3.3. Identification of Captured Cells from Breast Cancer Patient Blood Samples

Under the optimal experimental conditions, we were able to isolate CTCs from nine cases of breast cancer patient peripheral blood samples. FITC-labeled anti-CD45, PE-labeled anti-cytokeratin and DAPI-labeled cell nuclei were used in our experiments (Figure 8a). The CTCs that had nonspecific adsorption of white blood cells were identified if the cell was presented as CK+/CD45−/DAPI+. On the basis of this principle, we counted CTCs captured from the peripheral blood of nine cases of breast cancer patients, the sample numbers are ranged from#1 to #9. The number of captured cells ranged from 1 to 12 cells/mL (Figure 8b). This manifested that our MnO₂ nanomaterial substrate was an efficient capture and non-destructive release platform for CTC testing in clinical samples with promising applications in the early diagnosis and treatment of cancer patients.

4. Conclusions

We successfully prepared an ultra-convenient MnO₂ nanomaterial substrate and applied it to the capture and release of tumor cells. The rough nanomaterial substrate provided more binding sites for antibody grafting, which was more conducive to cell climbing, thus achieving a higher capture effect.
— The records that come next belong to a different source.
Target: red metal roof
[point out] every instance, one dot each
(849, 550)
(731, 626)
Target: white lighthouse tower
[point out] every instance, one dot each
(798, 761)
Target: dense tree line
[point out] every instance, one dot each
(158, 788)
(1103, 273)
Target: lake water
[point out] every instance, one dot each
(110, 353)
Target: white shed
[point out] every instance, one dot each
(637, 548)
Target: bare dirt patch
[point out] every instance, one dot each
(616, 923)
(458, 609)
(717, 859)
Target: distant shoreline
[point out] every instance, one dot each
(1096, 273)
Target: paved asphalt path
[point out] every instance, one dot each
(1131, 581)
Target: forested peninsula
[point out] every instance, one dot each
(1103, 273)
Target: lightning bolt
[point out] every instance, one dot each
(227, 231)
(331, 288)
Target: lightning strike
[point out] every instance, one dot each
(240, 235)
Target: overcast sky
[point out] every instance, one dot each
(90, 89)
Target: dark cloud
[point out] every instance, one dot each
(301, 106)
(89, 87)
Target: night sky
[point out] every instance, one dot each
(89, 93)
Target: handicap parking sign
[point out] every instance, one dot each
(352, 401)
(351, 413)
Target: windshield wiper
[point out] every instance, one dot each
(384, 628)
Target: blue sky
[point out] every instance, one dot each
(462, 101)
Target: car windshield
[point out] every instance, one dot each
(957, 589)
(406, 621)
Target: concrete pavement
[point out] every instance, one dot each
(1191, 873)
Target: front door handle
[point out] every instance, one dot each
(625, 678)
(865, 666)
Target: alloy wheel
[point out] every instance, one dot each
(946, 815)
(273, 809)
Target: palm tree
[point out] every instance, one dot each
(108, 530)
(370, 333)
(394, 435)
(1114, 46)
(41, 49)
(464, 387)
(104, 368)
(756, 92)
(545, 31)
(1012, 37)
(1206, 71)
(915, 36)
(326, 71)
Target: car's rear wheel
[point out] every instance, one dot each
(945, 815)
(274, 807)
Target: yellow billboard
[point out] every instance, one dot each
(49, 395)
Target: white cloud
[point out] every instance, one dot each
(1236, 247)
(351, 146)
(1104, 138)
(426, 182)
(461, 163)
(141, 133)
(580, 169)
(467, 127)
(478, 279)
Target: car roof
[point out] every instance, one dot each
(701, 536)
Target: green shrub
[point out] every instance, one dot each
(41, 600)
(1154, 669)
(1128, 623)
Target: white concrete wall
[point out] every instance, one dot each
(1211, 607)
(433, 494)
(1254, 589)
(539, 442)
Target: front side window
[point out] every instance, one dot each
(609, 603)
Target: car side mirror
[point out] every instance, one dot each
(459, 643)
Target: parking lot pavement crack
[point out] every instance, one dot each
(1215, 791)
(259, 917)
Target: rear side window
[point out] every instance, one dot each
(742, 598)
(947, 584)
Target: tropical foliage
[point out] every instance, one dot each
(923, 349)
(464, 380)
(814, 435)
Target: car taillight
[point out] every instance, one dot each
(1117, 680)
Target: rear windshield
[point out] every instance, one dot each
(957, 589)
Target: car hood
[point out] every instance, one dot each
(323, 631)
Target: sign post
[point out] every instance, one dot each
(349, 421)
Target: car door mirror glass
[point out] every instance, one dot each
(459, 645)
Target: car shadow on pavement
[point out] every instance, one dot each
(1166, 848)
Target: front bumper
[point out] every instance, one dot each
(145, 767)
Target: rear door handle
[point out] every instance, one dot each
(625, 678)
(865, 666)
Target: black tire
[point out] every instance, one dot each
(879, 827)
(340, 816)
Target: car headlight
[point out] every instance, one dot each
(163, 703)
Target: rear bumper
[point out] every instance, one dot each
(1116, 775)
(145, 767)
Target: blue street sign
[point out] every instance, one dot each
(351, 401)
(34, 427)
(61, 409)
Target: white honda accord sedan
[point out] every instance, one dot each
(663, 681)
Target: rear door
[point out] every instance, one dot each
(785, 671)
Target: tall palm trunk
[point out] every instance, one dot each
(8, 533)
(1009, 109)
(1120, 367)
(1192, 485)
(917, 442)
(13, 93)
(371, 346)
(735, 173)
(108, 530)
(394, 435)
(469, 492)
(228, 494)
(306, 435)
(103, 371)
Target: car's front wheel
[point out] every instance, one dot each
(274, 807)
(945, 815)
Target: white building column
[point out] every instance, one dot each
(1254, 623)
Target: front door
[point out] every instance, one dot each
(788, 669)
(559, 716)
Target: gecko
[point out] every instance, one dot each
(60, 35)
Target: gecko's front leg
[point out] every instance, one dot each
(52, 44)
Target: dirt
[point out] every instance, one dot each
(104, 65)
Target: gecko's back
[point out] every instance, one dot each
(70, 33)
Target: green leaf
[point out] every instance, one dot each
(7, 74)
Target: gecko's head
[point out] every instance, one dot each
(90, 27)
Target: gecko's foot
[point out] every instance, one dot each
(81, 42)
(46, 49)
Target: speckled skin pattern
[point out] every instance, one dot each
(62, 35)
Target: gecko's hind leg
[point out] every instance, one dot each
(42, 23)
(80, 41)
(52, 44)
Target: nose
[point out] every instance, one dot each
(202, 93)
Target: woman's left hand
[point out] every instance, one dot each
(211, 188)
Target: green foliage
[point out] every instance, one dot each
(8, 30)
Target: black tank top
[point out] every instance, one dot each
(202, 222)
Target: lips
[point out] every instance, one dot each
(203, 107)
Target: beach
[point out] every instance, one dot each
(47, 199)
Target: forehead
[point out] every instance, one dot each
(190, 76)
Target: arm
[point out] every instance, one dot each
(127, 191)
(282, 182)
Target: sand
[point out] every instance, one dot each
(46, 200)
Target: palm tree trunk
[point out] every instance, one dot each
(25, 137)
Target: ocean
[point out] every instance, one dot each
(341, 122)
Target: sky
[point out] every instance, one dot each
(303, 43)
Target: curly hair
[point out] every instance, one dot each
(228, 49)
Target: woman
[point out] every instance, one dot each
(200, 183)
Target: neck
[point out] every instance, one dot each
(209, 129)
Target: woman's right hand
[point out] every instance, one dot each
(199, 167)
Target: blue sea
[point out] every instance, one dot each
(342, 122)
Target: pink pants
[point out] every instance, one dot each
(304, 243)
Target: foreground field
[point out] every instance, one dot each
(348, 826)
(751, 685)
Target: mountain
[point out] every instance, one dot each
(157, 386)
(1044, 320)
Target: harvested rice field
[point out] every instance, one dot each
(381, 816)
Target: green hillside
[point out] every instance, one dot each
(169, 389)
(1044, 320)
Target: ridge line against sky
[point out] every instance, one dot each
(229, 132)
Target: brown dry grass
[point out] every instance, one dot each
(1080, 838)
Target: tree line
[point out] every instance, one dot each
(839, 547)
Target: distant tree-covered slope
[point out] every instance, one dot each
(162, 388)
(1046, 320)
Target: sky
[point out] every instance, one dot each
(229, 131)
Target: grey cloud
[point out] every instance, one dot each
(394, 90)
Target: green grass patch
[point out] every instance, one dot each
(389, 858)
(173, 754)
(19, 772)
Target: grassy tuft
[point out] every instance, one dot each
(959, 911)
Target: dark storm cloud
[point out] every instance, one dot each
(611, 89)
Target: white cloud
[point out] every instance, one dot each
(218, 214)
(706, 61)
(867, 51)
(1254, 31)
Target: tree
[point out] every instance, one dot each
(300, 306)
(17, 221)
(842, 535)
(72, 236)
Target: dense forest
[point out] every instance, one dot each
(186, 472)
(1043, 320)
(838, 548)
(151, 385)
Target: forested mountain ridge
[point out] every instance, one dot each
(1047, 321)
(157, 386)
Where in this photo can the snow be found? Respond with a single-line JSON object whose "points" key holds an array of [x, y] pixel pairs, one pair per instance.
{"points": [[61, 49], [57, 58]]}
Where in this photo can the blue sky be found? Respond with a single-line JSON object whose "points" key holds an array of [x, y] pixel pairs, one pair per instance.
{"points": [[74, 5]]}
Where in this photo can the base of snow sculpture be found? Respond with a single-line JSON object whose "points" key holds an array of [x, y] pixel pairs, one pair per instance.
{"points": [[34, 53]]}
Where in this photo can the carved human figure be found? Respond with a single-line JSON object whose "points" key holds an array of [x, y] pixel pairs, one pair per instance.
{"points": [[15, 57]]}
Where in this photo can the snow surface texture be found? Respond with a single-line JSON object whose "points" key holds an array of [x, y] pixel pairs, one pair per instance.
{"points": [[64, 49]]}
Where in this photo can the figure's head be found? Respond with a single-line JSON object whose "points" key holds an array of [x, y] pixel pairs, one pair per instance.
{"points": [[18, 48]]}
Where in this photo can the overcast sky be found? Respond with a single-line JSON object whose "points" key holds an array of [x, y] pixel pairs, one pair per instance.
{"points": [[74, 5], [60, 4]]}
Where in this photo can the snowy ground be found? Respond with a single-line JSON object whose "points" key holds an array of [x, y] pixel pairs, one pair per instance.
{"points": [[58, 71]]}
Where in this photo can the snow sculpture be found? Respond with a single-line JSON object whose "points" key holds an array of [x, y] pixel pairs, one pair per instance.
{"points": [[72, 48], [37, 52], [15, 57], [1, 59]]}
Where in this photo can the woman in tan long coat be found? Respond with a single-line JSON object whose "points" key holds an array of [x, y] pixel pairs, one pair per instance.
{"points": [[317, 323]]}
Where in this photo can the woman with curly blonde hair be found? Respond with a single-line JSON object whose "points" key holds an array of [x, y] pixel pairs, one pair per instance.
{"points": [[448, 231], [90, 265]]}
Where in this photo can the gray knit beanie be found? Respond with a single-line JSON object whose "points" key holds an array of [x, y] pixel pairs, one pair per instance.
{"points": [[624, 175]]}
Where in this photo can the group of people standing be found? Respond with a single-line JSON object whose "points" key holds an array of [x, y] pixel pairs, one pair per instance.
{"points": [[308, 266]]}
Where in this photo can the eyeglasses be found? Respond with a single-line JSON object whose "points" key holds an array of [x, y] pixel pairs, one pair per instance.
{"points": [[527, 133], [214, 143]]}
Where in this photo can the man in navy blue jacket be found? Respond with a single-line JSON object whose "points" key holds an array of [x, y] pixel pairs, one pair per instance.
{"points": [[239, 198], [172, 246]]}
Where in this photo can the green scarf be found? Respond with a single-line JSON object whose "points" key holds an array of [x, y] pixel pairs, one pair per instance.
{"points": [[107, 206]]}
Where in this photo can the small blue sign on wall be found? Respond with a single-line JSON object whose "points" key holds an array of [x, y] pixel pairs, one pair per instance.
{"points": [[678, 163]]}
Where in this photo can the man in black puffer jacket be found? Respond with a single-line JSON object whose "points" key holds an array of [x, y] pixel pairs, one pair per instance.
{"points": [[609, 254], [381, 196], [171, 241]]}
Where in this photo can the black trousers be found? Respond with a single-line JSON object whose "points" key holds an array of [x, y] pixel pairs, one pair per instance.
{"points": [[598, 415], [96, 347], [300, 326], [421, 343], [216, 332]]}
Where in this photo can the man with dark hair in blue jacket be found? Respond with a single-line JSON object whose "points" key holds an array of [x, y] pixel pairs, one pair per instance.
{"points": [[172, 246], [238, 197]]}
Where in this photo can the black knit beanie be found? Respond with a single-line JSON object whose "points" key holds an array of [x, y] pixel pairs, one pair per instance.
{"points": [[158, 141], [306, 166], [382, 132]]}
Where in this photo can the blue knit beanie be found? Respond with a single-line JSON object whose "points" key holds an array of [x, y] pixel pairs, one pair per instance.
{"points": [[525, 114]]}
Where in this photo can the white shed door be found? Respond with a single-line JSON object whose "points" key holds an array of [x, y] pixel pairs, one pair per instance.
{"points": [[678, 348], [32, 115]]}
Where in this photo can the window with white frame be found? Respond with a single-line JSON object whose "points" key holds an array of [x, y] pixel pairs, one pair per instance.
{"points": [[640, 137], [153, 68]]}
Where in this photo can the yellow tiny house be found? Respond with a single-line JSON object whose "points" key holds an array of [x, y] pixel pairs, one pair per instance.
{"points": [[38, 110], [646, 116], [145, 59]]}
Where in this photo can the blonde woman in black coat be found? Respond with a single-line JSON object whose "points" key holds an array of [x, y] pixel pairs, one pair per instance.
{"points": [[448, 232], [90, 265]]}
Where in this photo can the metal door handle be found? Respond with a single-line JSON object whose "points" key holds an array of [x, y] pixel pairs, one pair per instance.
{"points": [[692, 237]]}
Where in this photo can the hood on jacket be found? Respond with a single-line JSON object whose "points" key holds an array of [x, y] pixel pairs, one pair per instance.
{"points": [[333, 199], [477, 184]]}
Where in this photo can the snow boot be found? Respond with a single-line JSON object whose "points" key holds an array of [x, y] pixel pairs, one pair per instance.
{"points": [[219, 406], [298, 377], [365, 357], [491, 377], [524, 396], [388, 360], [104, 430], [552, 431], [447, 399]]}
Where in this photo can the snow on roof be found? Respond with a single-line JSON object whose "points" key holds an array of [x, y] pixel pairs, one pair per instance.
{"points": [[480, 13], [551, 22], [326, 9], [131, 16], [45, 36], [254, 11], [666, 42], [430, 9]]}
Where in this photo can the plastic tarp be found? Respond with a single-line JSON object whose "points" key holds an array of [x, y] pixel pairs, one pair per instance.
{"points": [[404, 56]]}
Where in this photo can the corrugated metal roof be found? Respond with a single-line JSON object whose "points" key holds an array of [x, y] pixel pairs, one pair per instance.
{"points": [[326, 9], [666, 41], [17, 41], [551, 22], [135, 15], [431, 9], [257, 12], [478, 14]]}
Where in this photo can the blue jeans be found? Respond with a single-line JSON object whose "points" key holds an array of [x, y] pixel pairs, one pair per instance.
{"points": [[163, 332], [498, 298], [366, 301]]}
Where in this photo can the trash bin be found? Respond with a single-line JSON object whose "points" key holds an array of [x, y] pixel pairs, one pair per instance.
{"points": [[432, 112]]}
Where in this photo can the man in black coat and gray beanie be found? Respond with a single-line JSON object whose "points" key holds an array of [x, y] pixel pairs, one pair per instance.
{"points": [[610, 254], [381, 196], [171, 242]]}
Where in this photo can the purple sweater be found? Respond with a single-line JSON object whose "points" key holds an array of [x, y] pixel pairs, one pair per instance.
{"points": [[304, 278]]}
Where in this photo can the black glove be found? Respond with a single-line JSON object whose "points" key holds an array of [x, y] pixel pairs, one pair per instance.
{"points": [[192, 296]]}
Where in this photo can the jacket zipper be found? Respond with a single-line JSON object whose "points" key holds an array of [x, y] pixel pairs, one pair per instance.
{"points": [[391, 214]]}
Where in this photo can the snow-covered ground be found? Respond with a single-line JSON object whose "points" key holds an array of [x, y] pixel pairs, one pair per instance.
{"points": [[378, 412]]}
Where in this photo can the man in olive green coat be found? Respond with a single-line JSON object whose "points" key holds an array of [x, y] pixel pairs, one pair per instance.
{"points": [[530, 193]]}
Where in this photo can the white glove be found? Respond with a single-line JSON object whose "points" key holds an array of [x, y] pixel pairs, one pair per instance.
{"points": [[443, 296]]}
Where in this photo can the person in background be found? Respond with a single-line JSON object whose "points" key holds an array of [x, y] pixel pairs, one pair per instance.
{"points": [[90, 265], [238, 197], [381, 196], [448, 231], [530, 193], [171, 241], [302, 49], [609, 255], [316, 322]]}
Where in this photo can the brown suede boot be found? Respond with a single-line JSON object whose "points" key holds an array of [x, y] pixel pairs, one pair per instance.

The XRD results showed the very good crystallinity of the nanoparticles and the particles grow in the crystal direction (310), (400), (211), (411), (521) and (002). The FE-SEM and AFM characterization revealed that the nanoparticles were uniform in size and distributed in the range of 150~180 nm. In addition, XPS confirmed the existence of MnO₂ nanoparticles on the sample surface. When the incubation time of 120 min, the best capture efficiency is 83.2%. Then, the effects of action time of oxalic acid on the release efficiency and cell activity after release were studied. Finally, the tumor cell sorting in the peripheral blood of patients with breast cancer proved the feasibility of our nanomaterial substrates.